It wasn't supposed to be this way. I was supposed to graduate from college, don a Mad Men suit complete with skinny tie and trench coat, then trundle off to work for a respectable (bank, firm, conglomerate…). I would stay at that company until fully ripened at the age of 65, when I’d receive my gold Rolex and a hearty congratulations. Then I’d live out my days playing golf and eating dinner at 4:30 in the afternoon.

That’s the way it was supposed to be, but the universe has a way of interrupting plans. On average our parents worked one or two jobs in a lifetime, but now Americans have worked ten different jobs before they turn 40. I have one colleague who claims to have had 50 separate, distinct jobs and he’s only 49. On average, he has changed employers every seven and a half months since college, meaning he’s been FICA’d more than Warren Beatty.

I’m a bit of an aberration. I’ve been at my main job at WLS for 20 years, but I’ve been what is now known as a “gigger” the whole time. Giggers are those who out of financial necessity—or in my case, inability to sleep—work two or more jobs simultaneously. In fact, the trend has been given the almost ludicrous name “gigonomics”—and polls bear out that more and more professionals are joining my club.

It would be easy to blame the current recession for this latest trend in multitasking (with the Bureau of Labor Statistics reporting that the number of people working part-time for economic reasons has almost doubled in the past two years), but it really started during the last major downturn almost 20 years ago when American corporations became international corporations and jobs moved offshore. Blue collar, white collar, green, pink, mauve…. Corporations decided that American collars of any color are expensive.

And now that we’ve experienced a superrecession, it’s that much worse.
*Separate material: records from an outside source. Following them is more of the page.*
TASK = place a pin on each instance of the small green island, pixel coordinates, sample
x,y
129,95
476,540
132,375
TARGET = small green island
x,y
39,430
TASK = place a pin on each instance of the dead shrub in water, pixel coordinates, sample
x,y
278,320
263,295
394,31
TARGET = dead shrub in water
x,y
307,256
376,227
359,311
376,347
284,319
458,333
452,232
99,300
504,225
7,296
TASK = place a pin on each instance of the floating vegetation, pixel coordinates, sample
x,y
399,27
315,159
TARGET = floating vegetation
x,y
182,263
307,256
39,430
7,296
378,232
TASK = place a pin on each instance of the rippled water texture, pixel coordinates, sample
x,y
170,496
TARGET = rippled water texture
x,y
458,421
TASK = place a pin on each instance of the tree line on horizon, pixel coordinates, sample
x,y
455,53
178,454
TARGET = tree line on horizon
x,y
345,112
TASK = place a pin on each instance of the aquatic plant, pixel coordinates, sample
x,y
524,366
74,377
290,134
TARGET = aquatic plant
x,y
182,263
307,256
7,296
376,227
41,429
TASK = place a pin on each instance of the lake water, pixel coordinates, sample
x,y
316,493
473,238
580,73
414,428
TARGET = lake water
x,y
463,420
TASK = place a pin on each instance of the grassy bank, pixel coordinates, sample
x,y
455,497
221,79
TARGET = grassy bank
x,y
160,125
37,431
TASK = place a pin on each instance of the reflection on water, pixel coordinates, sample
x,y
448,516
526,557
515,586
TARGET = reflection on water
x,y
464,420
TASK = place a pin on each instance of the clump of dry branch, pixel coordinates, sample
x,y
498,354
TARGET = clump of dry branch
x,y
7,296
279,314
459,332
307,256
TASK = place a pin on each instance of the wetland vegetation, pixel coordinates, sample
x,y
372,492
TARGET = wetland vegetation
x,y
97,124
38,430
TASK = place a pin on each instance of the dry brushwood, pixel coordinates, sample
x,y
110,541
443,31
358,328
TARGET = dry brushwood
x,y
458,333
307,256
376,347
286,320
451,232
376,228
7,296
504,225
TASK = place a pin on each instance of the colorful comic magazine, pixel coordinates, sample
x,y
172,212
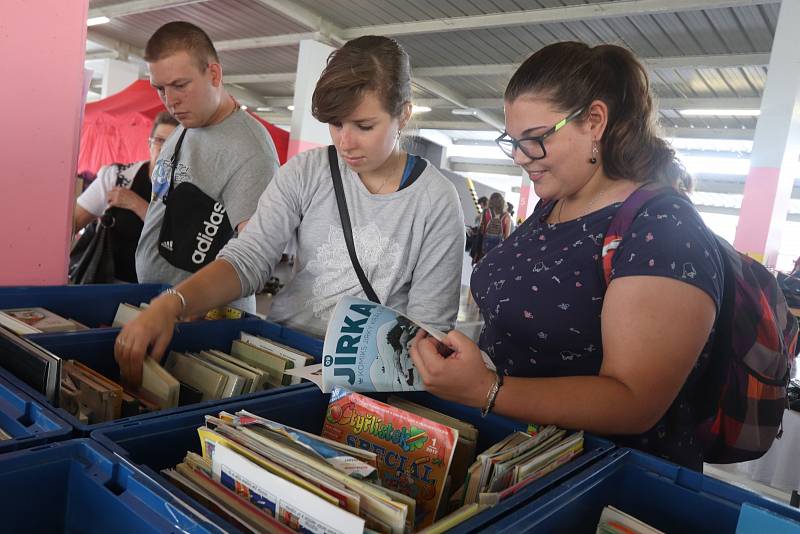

Who among us hasn’t heard a boss say, “We need to do more with less?” And for better or worse, that’s exactly what is happening. Profit margins are at historic highs and per-capita productivity is the best it’s ever been. But the downside of that equation remains: More and more Americans have joined the ranks of the Accidental Entrepreneur (AE). Having told (or been told by) their corporate masters to “shove it,” the new AE is armed with a BlackBerry, a silver laptop and a case of Red Bull.

When we first moved into our house four years ago, it was a house. Now it’s more like an office building. Between the two of us, my wife and I operate three small businesses out of our fourbedroom. Actually, we could probably function without ever leaving our bedroom, but that would just be gross.

My wife’s online handbag consignment operation ( now shares space with the studios for “The Roe Report,” a nationally syndicated daily radio feature, and actually, all the Prada and Chanel serves to dampen the echo in the converted storage space. Our home office, once a desk in the corner where bills were paid and Spider Solitaire played, is now the nerve center controlling online retail operations, broadcast production and even stud scheduling for a Kentucky horsebreeding partnership. And it all happens under the same roof where only our own stud scheduling should occur. But that’s life in what we now call— with all summoned bravery—the new normal.